Thursday, July 24, 2014

orchard

This tree produces 40 different fruits

an orchard on one tree




In 2008, Van Aken learned that an orchard at the New York State Agricultural Experiment Station was about to be shut down due to a lack of funding. This single orchard grew a great number of heirloom, antique, and native varieties of stone fruit, and some of these were 150 to 200 years old. To lose this orchard would render many of these rare and old varieties of fruit extinct, so to preserve them, Van Aken bought the orchard, and spent the following years figuring out how to graft parts of the trees onto a single fruit tree.

Working with a pool of over 250 varieties of stone fruit, Van Aken developed a timeline of when each of them blossom in relationship to each other and started grafting a few onto a working tree’s root structure.

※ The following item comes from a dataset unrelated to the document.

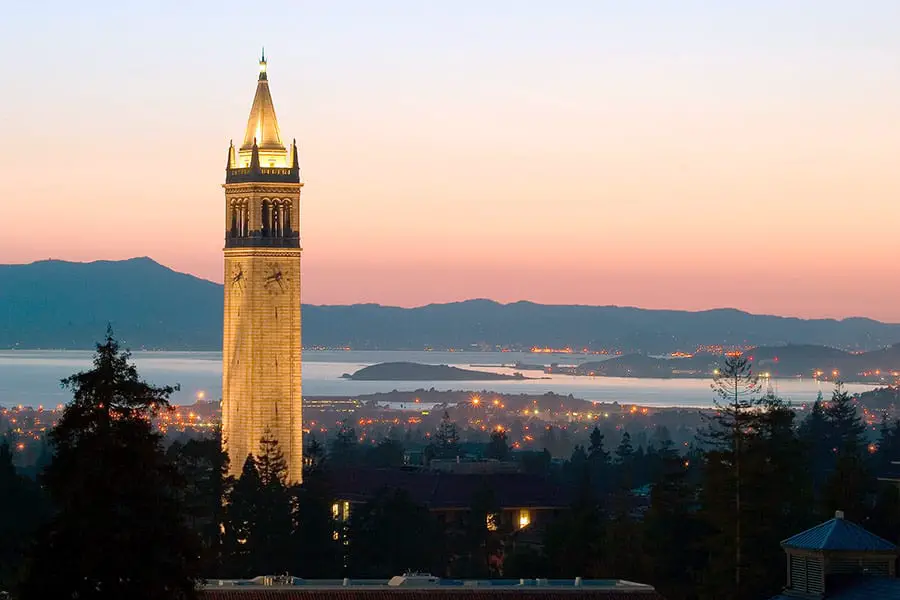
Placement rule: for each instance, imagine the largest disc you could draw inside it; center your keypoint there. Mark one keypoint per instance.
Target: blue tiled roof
(839, 534)
(862, 588)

Once the working tree was about two years old, Van Aken used a technique called chip grafting to add more varieties on as separate branches. This technique involves taking a sliver off a fruit tree that includes the bud, and inserting that into an incision in the working tree. It's then taped into place, and left to sit and heal over winter. If all goes well, the branch will be pruned back to encourage it to grow as a normal branch on the working tree.

(snip)

Aken’s Tree of 40 Fruit looks like a normal tree for most of the year, but in spring it reveals a stunning patchwork of pink, white, red and purple blossoms, which turn into an array of plums, peaches, apricots, nectarines, cherries and almonds during the summer months, all of which are rare and unique varieties.

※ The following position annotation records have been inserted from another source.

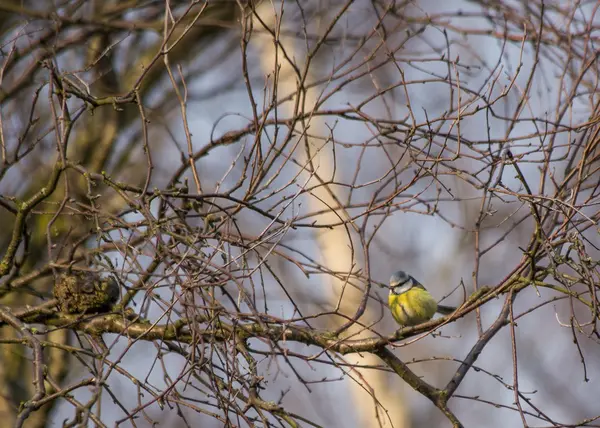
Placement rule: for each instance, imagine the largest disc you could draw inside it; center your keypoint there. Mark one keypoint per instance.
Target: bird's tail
(446, 310)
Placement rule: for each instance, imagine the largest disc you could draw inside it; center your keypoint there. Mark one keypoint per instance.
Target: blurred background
(252, 173)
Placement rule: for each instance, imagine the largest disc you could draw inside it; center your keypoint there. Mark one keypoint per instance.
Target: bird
(409, 301)
(85, 292)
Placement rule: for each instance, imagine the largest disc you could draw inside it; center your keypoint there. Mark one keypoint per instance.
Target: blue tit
(410, 302)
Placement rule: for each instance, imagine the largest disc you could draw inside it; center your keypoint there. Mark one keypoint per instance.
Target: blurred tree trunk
(376, 401)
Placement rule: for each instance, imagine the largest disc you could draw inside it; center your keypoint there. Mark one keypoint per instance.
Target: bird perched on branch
(85, 292)
(410, 302)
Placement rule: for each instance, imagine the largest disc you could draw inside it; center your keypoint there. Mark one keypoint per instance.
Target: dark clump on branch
(85, 292)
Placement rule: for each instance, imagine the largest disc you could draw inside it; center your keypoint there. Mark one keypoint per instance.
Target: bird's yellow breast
(412, 307)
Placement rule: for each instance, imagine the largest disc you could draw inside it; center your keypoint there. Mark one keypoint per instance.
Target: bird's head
(401, 282)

Not only is it a beautiful specimen, but it’s also helping to preserve the diversity of the world’s stone fruit.Stone fruits are selected for commercial growing based first and foremost on how long they keep, then how large they grow, then how they look, and lastly how they taste. This means that there are thousands of stone fruit varieties in the world, but only a very select few are considered commercially viable, even if they aren't the best tasting, or most nutritious ones.